Alcohol and Cancer

Alcohol and Cancer

Alcohol is something that is common across many cultures around the world. It serves as a stress relief after a hard day’s work, gathers friends and family together to reunite and tingles the taste buds.

But what if alcohol could give you cancer? Alcohol has been labeled as carcinogenic, but it was believed that the substance only created any significant risk in heavy drinkers.

However, new research suggests that even moderate drinking could be putting your health in danger. This research says that even a drink a day could be putting you at risk for developing cancer.

Before you go throw out all the six packs in your cooler, let’s look at how the study was done. Data was collected on hundreds of thousands of people in terms of the rate of their alcohol consumption and cancer mortality.

Then, extensive research was done to determine how strong of a role alcohol played in seven different types of cancer such as breast cancer, colon cancer and liver cancer. The results were both surprising and troubling.

People who consumed even a few drinks were at risk. They found that in 20,000 cancer deaths, alcohol was the culprit. Of course heavy drinkers are still at the highest risk but even people who had 1.5 drinks (or less) a day were equivalent to thirty percent of alcohol related cancer deaths. Just to clarify, the study didn’t specify certain types of alcohol so it is not safe to assume that one type of alcohol is worse than the other.

They all fall under the same category so wine is just as bad as vodka.
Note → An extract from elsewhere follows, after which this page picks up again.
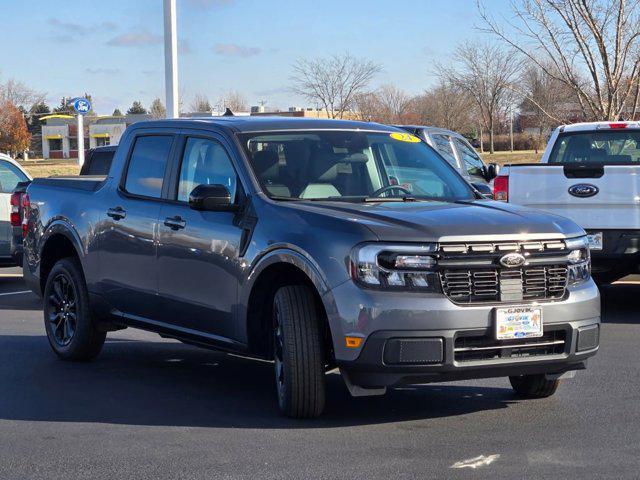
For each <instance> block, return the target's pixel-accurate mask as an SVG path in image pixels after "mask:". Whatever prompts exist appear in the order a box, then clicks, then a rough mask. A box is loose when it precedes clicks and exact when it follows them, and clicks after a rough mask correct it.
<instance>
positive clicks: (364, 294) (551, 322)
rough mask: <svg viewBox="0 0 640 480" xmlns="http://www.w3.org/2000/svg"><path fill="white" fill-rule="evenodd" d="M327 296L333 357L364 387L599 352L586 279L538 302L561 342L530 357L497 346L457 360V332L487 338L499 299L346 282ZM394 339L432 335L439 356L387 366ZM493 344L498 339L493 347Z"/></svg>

Alcohol and cancer are two words that most people never want to see in the same sentence. However, the reality is that there is a link between alcohol and cancer and so people need to be cautious.

The study is not suggesting that anyone go cold turkey, but simply further stating the risks of alcohol consumption for any drinker, light or heavy. The best advice that can be given is to regulate alcohol intake because that will obviously lower risk of cancer.

It is also recommended that other activities be performed that lower the risk of cancer such as exercising and eating healthy. To conclude alcohol and cancer are related in terms of risk, but there are many other factors that come into play. If these factors are taken into account and controlled don’t expect to start losing hair any time soon.